So, I was responding to Violet’s post at ReclusiveLeftist and my extra long comment got thrown in moderation.  I’m sure it’s nothing personal.  Nevertheless, this needs to be said so here is my response to a snooty comment from Tinfoil Hattie who objected to the fact that on the face of it, I agree with Mitt Romney that women with children as young as 2 should be encouraged to return to the workplace and put their children in subsidized childcare.  Said Tinfoil Hattie:

tinfoil hattie says:

With which of Mitt’s sentiments do you agree, riverdaughter? The one where motherhood is so sacred and important, and mothers should be at home raising children (the LDS doctrine, by the way)? Or the one where mothers should be punished for having children, and must be humiliated and reminded that they are lesser human beings and don’t deserve a “choice” because they are poor?

Here is my response with some additions and clarifications:

Well, tinfoil hattie, let me just say that the Republicans smell a weakness here in the area of welfare that liberals seem to be confused about. Yes, that’s right, I said it. Liberals, and I count myself as one, can’t seem to figure out what they really want in welfare. I would much prefer it if we had a system like Sweden’s or Norway’s where everyone has access to good healthcare and childcare and stipends and such. But we don’t.

But here’s the thing that I think the left is confused about: We seem to actually *want* for poor parents to collect welfare checks. That welfare check will keep them in poverty for a long, long time.
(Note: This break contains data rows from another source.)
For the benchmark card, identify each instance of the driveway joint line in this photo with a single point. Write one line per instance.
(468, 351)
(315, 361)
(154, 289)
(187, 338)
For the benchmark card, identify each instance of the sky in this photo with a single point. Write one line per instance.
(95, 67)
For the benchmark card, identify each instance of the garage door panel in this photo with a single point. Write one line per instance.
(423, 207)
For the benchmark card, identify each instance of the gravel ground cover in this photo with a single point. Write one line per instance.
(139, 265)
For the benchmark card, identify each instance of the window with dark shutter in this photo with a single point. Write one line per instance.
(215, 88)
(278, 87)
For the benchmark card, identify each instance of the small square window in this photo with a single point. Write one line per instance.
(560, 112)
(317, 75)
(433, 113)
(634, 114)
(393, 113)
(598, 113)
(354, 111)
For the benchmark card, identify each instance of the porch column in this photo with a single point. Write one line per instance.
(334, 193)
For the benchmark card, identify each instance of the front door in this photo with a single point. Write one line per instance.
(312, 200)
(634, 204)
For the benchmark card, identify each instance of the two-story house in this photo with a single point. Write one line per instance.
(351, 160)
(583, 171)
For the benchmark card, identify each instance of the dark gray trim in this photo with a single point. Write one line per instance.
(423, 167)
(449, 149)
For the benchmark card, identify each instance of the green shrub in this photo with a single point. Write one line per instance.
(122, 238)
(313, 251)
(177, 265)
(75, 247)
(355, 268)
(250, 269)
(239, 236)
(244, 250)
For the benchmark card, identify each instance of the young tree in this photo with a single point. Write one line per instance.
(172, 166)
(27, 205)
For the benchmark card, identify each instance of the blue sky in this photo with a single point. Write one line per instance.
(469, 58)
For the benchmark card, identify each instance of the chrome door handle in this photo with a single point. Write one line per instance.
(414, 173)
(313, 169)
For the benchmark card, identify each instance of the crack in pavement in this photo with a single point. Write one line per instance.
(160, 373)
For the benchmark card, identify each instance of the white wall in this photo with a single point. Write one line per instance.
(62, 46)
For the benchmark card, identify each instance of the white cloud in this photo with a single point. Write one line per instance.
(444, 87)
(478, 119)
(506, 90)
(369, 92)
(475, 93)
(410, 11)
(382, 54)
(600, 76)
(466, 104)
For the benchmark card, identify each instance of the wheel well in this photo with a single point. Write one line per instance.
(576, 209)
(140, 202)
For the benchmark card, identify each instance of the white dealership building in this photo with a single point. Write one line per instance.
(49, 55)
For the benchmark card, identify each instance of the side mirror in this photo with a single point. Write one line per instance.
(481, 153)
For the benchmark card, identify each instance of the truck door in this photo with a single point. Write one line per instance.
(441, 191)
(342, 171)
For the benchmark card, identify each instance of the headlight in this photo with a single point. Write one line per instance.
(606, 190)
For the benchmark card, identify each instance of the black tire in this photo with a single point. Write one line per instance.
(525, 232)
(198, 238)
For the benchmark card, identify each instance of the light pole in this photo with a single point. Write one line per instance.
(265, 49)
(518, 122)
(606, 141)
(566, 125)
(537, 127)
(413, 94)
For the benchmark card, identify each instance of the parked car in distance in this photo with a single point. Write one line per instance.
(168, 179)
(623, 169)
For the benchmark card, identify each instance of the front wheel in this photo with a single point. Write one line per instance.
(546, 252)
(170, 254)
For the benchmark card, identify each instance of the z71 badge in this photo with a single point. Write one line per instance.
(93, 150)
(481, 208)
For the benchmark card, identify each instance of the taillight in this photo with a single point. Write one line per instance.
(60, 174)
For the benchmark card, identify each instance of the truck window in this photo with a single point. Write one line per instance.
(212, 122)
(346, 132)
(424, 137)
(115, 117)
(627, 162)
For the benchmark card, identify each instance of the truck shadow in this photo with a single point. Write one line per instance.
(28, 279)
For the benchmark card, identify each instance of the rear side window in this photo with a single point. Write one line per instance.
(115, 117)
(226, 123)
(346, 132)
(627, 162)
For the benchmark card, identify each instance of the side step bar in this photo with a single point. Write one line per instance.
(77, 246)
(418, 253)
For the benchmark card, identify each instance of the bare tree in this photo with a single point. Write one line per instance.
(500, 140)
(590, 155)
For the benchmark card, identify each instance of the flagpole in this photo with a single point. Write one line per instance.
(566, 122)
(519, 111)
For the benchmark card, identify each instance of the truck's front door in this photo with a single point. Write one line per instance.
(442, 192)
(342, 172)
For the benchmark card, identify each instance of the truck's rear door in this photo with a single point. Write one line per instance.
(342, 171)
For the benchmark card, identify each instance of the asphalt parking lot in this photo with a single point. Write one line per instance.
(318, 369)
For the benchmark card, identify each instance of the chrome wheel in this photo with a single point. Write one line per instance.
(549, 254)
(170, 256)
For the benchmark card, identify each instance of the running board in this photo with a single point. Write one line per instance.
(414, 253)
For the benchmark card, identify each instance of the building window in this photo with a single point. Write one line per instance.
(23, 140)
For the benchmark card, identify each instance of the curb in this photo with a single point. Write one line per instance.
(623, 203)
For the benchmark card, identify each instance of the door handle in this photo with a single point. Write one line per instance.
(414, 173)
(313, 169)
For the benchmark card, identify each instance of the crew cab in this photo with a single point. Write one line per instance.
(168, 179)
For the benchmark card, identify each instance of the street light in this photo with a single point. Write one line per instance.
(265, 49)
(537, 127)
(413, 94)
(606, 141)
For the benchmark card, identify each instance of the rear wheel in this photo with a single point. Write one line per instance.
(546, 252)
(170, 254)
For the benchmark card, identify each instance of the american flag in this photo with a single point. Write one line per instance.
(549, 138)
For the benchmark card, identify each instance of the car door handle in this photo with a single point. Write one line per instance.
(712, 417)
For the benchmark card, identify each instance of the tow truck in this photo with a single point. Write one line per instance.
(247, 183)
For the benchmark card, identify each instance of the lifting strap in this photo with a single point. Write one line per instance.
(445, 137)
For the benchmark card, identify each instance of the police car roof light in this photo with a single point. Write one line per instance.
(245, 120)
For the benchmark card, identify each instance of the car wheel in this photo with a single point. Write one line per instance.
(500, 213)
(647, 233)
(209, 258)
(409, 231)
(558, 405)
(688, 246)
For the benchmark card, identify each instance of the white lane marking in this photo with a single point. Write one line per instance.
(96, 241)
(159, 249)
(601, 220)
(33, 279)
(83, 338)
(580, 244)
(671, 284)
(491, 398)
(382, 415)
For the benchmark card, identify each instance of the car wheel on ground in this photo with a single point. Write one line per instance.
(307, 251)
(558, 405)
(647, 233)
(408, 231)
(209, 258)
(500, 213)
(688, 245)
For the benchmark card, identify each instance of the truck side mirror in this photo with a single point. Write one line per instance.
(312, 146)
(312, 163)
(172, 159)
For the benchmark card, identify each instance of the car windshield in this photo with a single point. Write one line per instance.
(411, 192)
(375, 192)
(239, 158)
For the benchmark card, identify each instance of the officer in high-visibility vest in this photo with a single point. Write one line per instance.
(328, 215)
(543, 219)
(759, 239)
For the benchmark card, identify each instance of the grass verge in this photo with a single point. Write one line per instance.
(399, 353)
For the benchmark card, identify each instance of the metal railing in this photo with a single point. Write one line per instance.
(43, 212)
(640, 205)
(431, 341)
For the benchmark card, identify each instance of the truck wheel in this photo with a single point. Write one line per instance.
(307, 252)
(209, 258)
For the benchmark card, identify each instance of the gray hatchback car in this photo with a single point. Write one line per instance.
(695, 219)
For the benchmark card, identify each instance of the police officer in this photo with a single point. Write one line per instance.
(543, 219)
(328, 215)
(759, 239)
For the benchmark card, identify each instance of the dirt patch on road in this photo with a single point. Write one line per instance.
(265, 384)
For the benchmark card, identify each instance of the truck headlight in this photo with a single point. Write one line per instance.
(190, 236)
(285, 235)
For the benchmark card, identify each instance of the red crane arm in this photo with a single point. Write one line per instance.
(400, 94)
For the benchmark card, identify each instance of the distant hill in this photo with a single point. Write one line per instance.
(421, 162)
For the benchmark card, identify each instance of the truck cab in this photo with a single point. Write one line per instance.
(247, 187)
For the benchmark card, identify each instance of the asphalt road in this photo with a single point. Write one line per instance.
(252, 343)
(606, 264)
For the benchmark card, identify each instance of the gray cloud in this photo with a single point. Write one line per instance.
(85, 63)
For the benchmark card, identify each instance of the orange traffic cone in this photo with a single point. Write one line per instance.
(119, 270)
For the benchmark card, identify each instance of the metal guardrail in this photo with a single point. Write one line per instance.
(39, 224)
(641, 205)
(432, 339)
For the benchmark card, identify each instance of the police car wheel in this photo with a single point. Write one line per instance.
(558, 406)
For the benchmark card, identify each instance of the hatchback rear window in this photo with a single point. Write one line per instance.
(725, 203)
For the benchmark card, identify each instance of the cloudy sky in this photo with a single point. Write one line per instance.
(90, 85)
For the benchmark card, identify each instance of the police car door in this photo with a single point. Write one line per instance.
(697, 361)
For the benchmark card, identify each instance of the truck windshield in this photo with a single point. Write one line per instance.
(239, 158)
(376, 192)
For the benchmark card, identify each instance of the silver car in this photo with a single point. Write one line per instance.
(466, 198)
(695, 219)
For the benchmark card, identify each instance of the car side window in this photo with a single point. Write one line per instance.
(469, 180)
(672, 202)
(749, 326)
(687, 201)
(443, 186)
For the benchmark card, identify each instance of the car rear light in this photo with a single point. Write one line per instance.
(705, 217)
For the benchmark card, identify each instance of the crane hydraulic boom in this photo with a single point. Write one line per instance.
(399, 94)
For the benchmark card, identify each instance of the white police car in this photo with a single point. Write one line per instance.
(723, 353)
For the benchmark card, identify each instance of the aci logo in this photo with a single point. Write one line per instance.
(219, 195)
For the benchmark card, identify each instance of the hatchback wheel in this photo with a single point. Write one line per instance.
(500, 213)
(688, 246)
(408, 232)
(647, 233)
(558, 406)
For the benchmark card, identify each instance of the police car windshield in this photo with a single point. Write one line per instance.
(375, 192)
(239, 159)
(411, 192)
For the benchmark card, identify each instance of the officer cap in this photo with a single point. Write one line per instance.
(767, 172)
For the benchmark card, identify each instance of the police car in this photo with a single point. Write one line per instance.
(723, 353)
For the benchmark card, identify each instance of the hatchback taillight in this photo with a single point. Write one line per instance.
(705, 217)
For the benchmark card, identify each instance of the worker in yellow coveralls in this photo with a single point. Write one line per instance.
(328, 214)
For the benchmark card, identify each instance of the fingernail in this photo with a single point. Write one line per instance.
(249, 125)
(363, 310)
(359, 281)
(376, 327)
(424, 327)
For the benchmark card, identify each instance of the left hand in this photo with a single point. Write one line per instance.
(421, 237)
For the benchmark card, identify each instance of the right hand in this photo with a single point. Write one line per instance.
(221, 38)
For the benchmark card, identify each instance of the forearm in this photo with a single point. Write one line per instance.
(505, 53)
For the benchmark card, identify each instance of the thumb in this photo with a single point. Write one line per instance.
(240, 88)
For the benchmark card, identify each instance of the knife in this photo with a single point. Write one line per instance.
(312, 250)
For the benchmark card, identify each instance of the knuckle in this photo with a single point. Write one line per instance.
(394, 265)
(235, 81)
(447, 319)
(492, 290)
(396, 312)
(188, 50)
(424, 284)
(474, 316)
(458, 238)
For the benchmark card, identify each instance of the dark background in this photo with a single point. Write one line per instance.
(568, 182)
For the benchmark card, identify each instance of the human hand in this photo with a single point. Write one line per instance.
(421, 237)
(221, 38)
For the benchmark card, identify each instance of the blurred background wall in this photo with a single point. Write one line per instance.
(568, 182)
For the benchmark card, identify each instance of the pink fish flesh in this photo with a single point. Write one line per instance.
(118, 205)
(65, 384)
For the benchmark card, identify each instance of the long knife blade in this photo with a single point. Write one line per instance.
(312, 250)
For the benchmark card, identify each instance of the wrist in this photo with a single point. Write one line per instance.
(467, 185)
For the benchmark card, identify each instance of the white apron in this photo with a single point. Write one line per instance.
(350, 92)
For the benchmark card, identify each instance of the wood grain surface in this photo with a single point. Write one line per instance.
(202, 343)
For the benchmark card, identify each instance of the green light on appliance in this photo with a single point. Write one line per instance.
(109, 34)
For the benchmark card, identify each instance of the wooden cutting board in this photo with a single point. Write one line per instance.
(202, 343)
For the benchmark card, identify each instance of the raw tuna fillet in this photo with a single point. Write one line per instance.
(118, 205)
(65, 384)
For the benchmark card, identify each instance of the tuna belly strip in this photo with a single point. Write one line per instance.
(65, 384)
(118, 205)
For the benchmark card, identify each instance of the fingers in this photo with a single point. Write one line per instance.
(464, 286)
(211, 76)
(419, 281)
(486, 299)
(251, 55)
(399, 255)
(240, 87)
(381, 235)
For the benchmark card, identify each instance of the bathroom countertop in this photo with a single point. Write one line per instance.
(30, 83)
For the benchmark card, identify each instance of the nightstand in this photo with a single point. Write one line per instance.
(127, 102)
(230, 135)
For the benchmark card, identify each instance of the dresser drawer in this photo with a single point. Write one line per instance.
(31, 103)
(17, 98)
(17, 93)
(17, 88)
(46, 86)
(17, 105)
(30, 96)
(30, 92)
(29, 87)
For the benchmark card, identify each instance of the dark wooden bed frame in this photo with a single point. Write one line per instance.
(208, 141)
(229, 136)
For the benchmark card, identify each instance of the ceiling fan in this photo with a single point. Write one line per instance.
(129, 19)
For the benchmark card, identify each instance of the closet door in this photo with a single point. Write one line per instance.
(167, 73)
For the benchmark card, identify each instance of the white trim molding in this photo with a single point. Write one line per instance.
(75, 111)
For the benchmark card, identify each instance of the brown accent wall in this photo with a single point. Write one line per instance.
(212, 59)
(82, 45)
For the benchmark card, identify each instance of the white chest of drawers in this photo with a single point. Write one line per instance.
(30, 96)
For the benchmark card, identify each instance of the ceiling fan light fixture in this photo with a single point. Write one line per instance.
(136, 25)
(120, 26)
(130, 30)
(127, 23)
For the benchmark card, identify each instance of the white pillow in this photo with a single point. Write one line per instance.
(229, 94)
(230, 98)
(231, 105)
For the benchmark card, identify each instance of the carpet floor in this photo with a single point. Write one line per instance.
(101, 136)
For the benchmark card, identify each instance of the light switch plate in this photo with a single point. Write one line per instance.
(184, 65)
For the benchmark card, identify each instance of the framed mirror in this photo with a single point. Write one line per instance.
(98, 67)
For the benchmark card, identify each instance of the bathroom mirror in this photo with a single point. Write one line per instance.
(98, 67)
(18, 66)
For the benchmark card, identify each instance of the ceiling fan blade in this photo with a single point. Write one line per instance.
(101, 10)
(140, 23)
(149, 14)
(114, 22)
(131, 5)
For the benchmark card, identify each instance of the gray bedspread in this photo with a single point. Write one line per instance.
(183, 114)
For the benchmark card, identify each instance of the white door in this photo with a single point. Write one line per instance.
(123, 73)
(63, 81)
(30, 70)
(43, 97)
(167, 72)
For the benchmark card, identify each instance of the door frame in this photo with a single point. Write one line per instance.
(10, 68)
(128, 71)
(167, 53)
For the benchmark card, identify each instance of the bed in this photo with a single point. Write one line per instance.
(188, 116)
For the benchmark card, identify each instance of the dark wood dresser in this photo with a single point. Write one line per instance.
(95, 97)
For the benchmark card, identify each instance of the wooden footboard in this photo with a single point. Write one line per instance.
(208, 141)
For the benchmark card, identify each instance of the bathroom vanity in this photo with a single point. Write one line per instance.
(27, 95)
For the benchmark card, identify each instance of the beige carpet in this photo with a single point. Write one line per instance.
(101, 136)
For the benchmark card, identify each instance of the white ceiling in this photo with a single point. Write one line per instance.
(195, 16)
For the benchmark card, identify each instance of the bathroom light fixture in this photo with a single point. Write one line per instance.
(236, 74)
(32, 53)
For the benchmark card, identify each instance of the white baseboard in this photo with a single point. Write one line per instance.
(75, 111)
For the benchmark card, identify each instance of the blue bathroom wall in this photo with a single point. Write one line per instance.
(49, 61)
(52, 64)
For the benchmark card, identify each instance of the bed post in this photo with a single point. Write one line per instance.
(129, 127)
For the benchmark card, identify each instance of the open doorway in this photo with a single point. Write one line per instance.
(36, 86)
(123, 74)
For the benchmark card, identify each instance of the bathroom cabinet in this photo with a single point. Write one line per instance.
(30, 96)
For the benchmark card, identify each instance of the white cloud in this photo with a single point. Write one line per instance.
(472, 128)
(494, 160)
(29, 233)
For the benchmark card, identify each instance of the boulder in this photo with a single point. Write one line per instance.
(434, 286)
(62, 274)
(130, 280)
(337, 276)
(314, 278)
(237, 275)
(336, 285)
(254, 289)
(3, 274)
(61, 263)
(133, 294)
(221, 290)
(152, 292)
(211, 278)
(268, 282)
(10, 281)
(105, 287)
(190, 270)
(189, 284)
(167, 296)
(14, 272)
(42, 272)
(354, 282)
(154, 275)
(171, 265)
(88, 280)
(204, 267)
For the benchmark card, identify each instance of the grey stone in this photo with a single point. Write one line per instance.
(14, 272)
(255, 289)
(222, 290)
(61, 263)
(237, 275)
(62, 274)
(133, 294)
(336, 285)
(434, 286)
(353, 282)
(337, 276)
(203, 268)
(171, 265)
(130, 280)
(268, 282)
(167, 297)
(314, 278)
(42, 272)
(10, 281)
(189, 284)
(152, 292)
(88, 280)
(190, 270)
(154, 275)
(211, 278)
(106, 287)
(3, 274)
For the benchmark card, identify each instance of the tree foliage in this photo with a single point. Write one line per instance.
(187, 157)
When the children of those parents finally go to school, those parents will have been out of work, subsisting, barely, for 5 or more years. How is this a good thing under any circumstances? Even if you are a wonderful parent, welfare is no way to live. You end up in substandard housing, possibly in a high crime area, and all around you are people who have too much on their minds to even think about what lies beyond the confines of their public housing. It warps the perspective. You don’t strive for anything because you don’t know there’s anything worth striving for. If you grow up in an environment surrounded by lots of teenage mothers who didn’t finish their educations, that starts to look normal. Then the next generation gets trapped in it.

I can’t understand how liberals could possibly think that this is a good way to grow up. It’s horrible. So, yeah, anything the government can do to get people out of a generational rut of poverty and into a job is worth trying. Even if that means putting your kid in a government subsidized childcare center and going back to work when they’re two.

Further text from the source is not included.